Ce contournement est dangereux car l'une des difficultés majeures des entreprises (= permettre de trouver l'information) semblerait résolue, mais au détriment de la prise de conscience nécessaire. Admettons que cette IA soit extrêmement performante et permette de retrouver n'importe quel fichier (malgré un nom peu clair, malgré son emplacement, etc.). Alors il semblerait qu'il n'y ait plus besoin de trier puisque le fait qu'il y ait trop de documents ne gêne plus la recherche. Cela poserait deux problèmes : 1) on continuerait à stocker à tout va malgré les risques et coûts que cela représente pour l'entreprise, et 2) les problèmes du vrac et de l'obésité numériques subsisteraient dans les dossiers thématiques : dossier d'équipe, dossier de projet, dossier client, etc. Ces dossiers permettent de regrouper tous les fichiers pertinents pour le travail vis-à-vis d'un certain sujet, et ce regroupement aura toujours une importance et nécessitera toujours d'être géré (par ceux qui l'utilisent). C'est pourquoi il est essentiel de commencer par traiter son vrac et son obésité numériques, et de mettre en place un cadre sain. C'est la seule solution complète traitant tous les impacts négatifs de la gestion documentaire.

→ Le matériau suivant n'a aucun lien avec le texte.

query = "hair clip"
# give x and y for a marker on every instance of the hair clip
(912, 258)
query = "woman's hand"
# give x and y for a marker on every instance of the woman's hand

Attention : ce propos ne soutient pas que ces solutions ne sont pas utiles, mais plutôt que leur utilisation devrait se faire sur une base "propre", ce qui permettra d'ailleurs de les exploiter au maximum de leurs capacités.

Simplifier

Ici je m'adresse davantage à ceux qui porteraient un projet de création, ou refonte, d'une politique documentaire numérique. Aujourd'hui, la technologie a (ironiquement) complexifié le travail sur certains aspects. Par exemple, avec la multiplication des logiciels utilisés en entreprise, beaucoup de salariés se sentent dépassés [3]. Il devient alors primordial de choisir la simplicité, certes moins sophistiquée, mais beaucoup plus efficace sur le terrain. Ainsi, le cadre qui va être défini doit être simple à comprendre et aussi simple que possible à appliquer. Cela permettra non seulement de faciliter sa définition et sa mise en place, mais également de faciliter son respect et son maintien dans le temps.

Conclusion

Pour changer les choses et mettre en place des conditions de travail plus profitables et plus durables, nous devons changer de perspective. Cela commence par une prise de conscience du problème et des répercussions de nos propres actes (aussi habituels soient-ils). Il nous faut nous rappeler que chaque élément compte, même si cela peut parfois sembler dérisoire, car le résultat global est la somme des résultats individuels. Il nous faut aussi revoir notre rapport aux fichiers et aux dossiers au travers du filtre communautaire : l'espace de stockage est un espace commun, partagé avec nos collègues, et les fichiers font partie du bien commun, puisqu'ils peuvent nous servir à tous. Un pour tous, et tous pour un. Enfin, plus que jamais en cette étape de notre Histoire, nous devons chercher la durabilité plutôt que la facilité : les outils numériques ont une utilité, mais il ne peuvent pas résoudre le problème à la source, puisqu'elle se trouve au niveau humain. La base d'une solution pérenne au vrac et à l'obésité numériques s'inscrit dans un cadre documentaire, dont les règles doivent être les plus simples possibles pour permettre leur adoption par tous.